Molte persone vedono il cambiamento negativamente: si ritiene che si arriverà addirittura a sostituire l’uomo stesso nelle sue azioni.
Personalmente non credo possa mai essere così: bisogna ricordarsi che la macchina, seppur automatizzata, è sempre un’invenzione dell’uomo, e da egli viene anche controllata.
Il problema è di fondo: la negatività portata dalla crisi economica ci ha spinto a vedere negativamente anche il cambiamento e l’evoluzione, facendoci pensare che essa ci toglierà addirittura le nostre facoltà.

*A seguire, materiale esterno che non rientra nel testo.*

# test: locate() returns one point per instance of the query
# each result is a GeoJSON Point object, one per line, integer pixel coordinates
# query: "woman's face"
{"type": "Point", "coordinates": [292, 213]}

Accadde lo stesso durante la prima e la seconda rivoluzione industriale: l’utilizzo di nuovi utensili, nuovi macchinari, nuove fonti di energia, fece pensare anche a una rivoluzione del lavoro e della vita stessa, portando a una totale eliminazione della manualità. In realtà, l’utilizzo stesso dei macchinari richiede abilità, professionalità, manutenzione, anche quelli che usiamo tutti i giorni, come il computer o un forno a microonde. Basti pensare che per imparare ad utilizzare dei computer in maniera professionale esistono dei corsi e delle certificazioni valide in tutto il mondo.
Ritengo quindi che la tecnologia a supporto della nostra vita sia più che un bene, perchè non solo ci aiuta a fare azioni che sarebbero più lunghe fatte manualmente, ma rappresenta anche qualcosa in cui cimentarsi.